Ainsi, la psychanalyse n’est pas une technique, et il n’est même pas correct de parler de technique psychanalytique. La psychanalyse est une activité pratico-poiétique, où les deux participants sont des agents. Le patient est l’agent principal du développement de sa propre activité. Je l’appelle poiétique, car elle est créatrice : son issue est (doit être) l’auto-altération de l’analysant, c’est-à-dire, rigoureusement parlant, l’apparition d’un autre être. Je l’appelle pratique, car j’appelle praxis l’activité lucide dont l’objet est l’autonomie humaine et pour laquelle le seul « moyen » d’atteindre cette fin est cette autonomie elle-même.

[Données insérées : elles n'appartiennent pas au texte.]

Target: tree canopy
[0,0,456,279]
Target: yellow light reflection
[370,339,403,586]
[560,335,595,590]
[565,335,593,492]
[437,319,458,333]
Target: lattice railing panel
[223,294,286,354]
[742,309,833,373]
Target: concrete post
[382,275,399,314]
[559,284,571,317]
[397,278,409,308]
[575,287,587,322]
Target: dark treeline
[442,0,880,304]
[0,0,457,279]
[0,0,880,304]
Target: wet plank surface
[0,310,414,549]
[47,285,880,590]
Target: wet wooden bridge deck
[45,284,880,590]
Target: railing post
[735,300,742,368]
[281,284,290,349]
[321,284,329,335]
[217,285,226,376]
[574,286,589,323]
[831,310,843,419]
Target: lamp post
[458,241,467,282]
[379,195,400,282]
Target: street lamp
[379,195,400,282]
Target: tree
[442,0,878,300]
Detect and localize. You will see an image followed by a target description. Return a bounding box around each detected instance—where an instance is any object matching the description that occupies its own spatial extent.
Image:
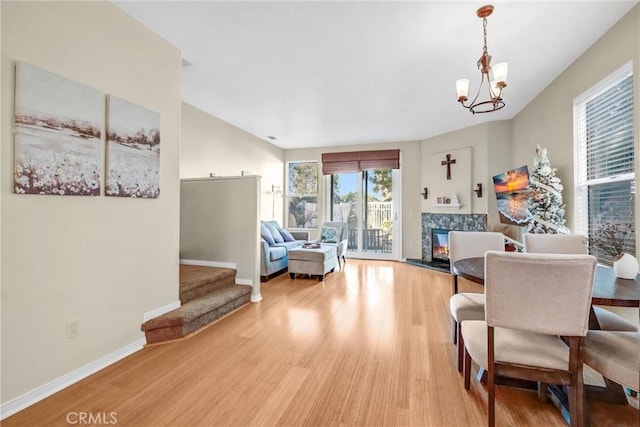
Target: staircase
[141,264,252,344]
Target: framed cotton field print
[14,63,104,196]
[105,95,160,199]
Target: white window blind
[574,63,635,265]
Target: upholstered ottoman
[289,245,338,281]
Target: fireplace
[431,228,449,264]
[422,212,487,265]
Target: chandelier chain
[482,18,487,55]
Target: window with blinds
[573,63,636,265]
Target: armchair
[461,251,596,427]
[524,233,638,332]
[260,221,309,282]
[449,231,504,372]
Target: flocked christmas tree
[527,145,569,234]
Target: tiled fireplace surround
[422,213,487,262]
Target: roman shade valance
[322,150,400,175]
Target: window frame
[284,160,320,231]
[573,61,637,264]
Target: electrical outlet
[67,319,80,338]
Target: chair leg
[463,347,471,390]
[487,326,496,427]
[567,337,585,427]
[456,327,464,372]
[487,367,496,427]
[451,319,458,344]
[538,382,548,403]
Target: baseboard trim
[236,277,253,286]
[0,338,145,420]
[180,259,236,270]
[142,300,180,323]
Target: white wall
[180,103,284,223]
[421,120,521,228]
[180,176,260,301]
[0,1,181,404]
[284,141,422,258]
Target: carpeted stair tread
[142,284,252,332]
[180,264,236,292]
[180,265,236,304]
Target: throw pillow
[320,225,342,243]
[278,228,296,242]
[265,224,284,243]
[260,224,276,246]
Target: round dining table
[453,257,640,307]
[453,257,640,412]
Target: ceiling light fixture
[456,5,508,114]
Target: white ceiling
[115,0,637,149]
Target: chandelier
[456,5,508,114]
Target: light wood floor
[2,260,638,427]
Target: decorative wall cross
[442,154,456,179]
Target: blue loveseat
[260,221,309,282]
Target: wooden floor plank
[2,259,638,427]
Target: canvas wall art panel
[105,95,160,199]
[14,63,104,196]
[493,166,532,225]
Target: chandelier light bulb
[456,79,469,101]
[491,62,509,87]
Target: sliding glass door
[329,169,399,259]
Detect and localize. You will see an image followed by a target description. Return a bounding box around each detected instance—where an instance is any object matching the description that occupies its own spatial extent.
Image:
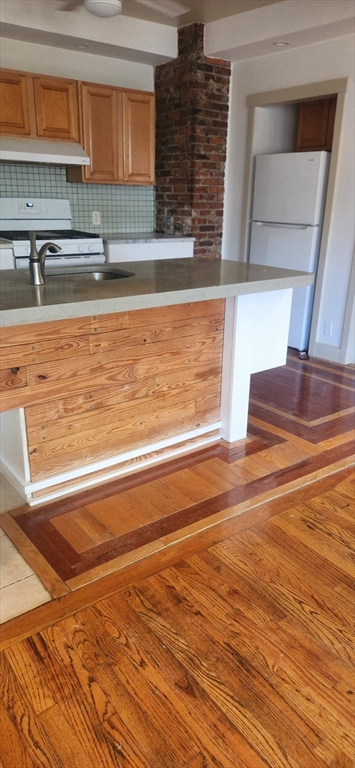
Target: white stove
[0,197,105,269]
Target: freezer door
[249,222,319,351]
[252,152,329,225]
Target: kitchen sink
[46,267,134,283]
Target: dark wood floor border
[0,467,354,651]
[10,441,353,581]
[249,402,355,445]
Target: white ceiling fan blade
[136,0,190,18]
[60,0,82,11]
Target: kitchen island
[0,257,313,504]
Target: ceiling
[0,0,355,67]
[97,0,284,27]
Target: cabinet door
[81,83,123,183]
[0,71,31,136]
[33,77,79,141]
[123,91,155,184]
[296,98,336,150]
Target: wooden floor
[0,354,355,768]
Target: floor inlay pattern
[4,353,355,590]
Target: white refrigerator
[249,152,329,352]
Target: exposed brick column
[155,24,231,258]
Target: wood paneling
[0,300,224,480]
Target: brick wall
[155,24,230,258]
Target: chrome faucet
[28,232,62,285]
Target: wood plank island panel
[0,299,225,481]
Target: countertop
[0,256,314,326]
[101,232,195,243]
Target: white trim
[310,341,340,363]
[18,421,221,506]
[0,459,28,501]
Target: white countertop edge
[101,232,196,245]
[0,274,314,327]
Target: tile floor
[0,474,51,624]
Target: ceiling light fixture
[84,0,122,18]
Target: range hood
[0,136,90,165]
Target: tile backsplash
[0,163,155,234]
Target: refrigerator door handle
[253,221,312,229]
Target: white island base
[0,288,292,505]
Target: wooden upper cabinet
[81,83,123,184]
[123,91,155,184]
[296,96,337,151]
[67,83,155,184]
[0,70,32,136]
[33,77,79,141]
[0,70,79,141]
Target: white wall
[0,38,154,91]
[222,35,355,359]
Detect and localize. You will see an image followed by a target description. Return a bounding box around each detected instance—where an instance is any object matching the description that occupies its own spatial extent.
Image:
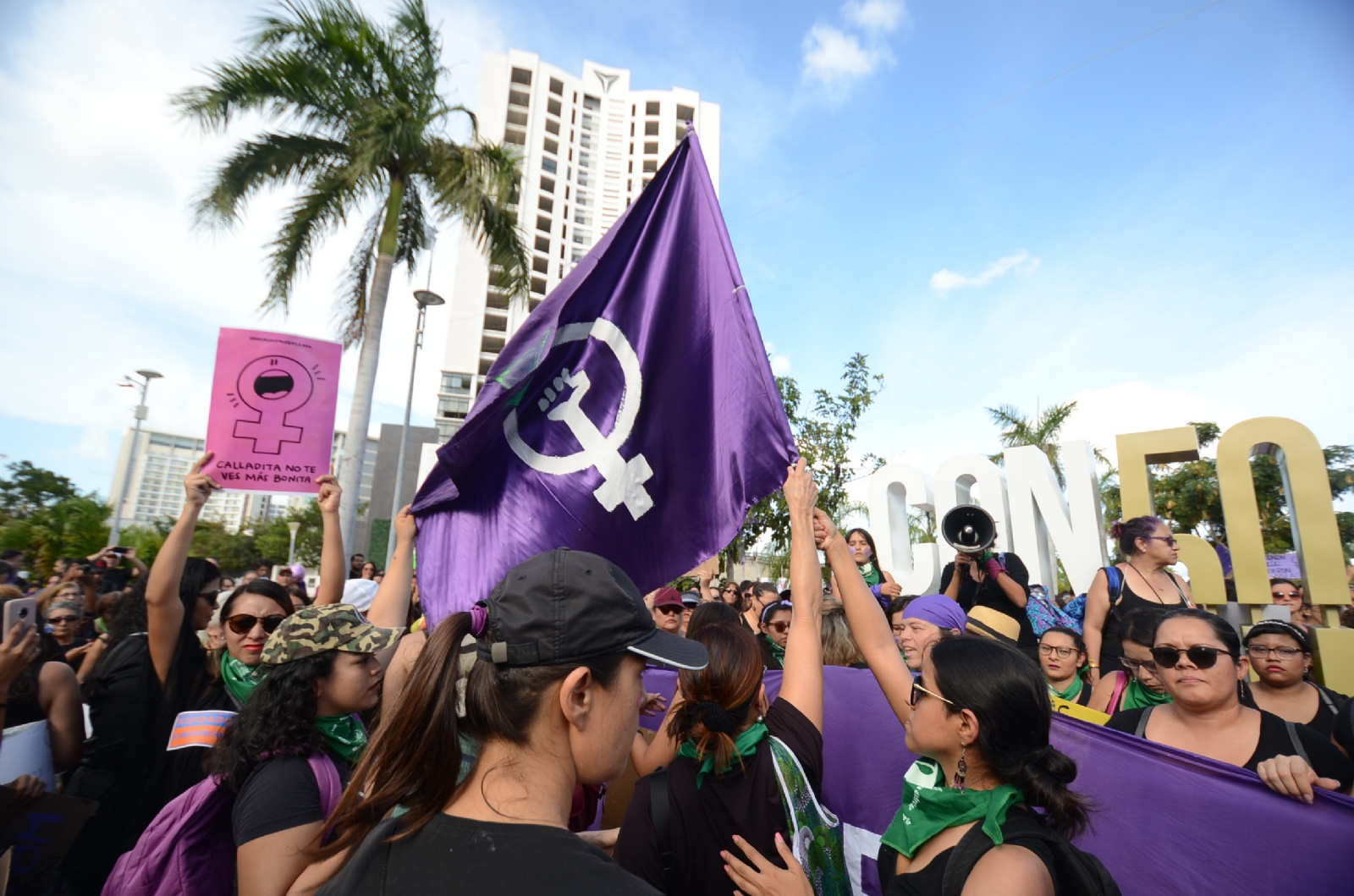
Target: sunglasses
[1119,657,1156,673]
[907,681,959,709]
[1153,644,1232,668]
[226,613,287,635]
[1246,644,1302,659]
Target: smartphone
[0,596,38,635]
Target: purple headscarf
[903,594,968,635]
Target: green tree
[722,354,884,569]
[174,0,531,554]
[987,402,1076,486]
[0,460,80,519]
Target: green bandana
[880,758,1025,858]
[762,635,785,666]
[677,722,768,790]
[1048,675,1082,702]
[221,652,268,706]
[1119,673,1171,709]
[316,716,367,762]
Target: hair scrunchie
[470,603,489,637]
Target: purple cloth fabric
[413,135,796,624]
[903,594,968,635]
[641,666,1354,896]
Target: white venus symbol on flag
[504,318,654,519]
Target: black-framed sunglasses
[1153,644,1232,668]
[226,613,287,635]
[907,681,959,709]
[1119,657,1156,673]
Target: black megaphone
[939,503,997,553]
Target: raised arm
[780,458,823,731]
[316,476,348,607]
[367,505,418,628]
[814,510,912,722]
[146,451,221,684]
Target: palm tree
[987,402,1077,486]
[174,0,531,549]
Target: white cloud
[803,0,907,100]
[930,249,1040,295]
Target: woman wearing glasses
[1108,609,1354,803]
[1038,625,1092,706]
[1087,607,1171,716]
[1085,517,1193,684]
[1241,618,1347,738]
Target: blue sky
[0,0,1354,492]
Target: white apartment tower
[438,50,719,442]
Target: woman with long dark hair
[614,460,823,896]
[291,548,706,896]
[207,605,401,896]
[1083,517,1193,684]
[726,637,1087,896]
[1108,609,1354,803]
[1241,618,1349,738]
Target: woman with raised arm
[1082,517,1193,684]
[724,637,1087,896]
[614,460,823,896]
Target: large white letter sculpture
[868,463,941,594]
[1006,440,1106,594]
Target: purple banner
[415,134,796,624]
[641,666,1354,896]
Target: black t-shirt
[614,698,823,896]
[316,815,655,896]
[1105,706,1354,792]
[232,756,352,846]
[939,552,1038,652]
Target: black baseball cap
[476,548,709,668]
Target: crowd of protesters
[0,454,1354,896]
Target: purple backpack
[103,756,343,896]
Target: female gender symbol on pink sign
[233,355,316,454]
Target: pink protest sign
[203,327,343,494]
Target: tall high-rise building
[436,50,719,442]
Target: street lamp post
[382,288,447,569]
[108,371,164,548]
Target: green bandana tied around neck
[762,635,785,666]
[677,722,768,790]
[880,758,1025,858]
[316,716,367,763]
[1119,671,1171,709]
[221,654,268,706]
[1048,675,1082,702]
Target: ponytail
[930,637,1090,837]
[320,613,470,858]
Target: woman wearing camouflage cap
[207,603,401,896]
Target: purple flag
[415,134,796,624]
[641,666,1354,896]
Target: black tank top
[1099,569,1192,677]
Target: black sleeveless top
[1099,569,1192,677]
[878,806,1058,896]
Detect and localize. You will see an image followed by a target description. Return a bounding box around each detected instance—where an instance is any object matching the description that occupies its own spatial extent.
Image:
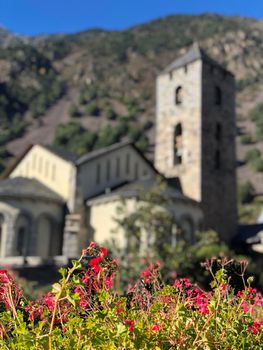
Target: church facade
[0,45,237,264]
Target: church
[0,44,237,265]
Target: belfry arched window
[175,86,183,105]
[174,123,183,165]
[215,86,222,106]
[0,213,4,256]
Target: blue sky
[0,0,263,35]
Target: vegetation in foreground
[0,242,263,350]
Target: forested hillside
[0,14,263,220]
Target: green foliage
[53,122,97,155]
[240,134,253,145]
[0,246,263,350]
[0,45,65,122]
[245,148,263,172]
[238,181,255,204]
[68,104,80,118]
[85,101,101,117]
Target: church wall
[202,63,237,241]
[0,198,63,257]
[155,61,202,201]
[77,146,155,199]
[9,145,76,210]
[90,198,203,249]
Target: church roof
[0,177,64,203]
[87,178,199,204]
[161,43,232,75]
[41,145,78,163]
[75,142,132,165]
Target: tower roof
[161,43,232,75]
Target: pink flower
[248,320,263,334]
[43,293,55,312]
[100,247,108,258]
[89,256,102,267]
[105,277,113,289]
[151,324,161,332]
[124,320,135,332]
[117,307,124,314]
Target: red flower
[100,247,108,258]
[151,324,161,332]
[124,320,135,332]
[248,320,263,334]
[105,277,113,289]
[89,256,102,267]
[43,293,55,312]
[117,307,124,314]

De ce point de vue, la situation de la pédagogie est très semblable. La pédagogie commence à l’âge zéro, et personne ne sait quand elle se termine. L’objectif de la pédagogie […] est d’aider le nouveau-né, ce hopeful et dreadful monster, à devenir un être humain. La fin de la paideia est d’aider ce faisceau de pulsions et d’imagination à devenir un anthropos, [soit] un être autonome. On peut tout aussi bien dire, se rappelant Aristote, un être capable de gouverner et d’être gouverné.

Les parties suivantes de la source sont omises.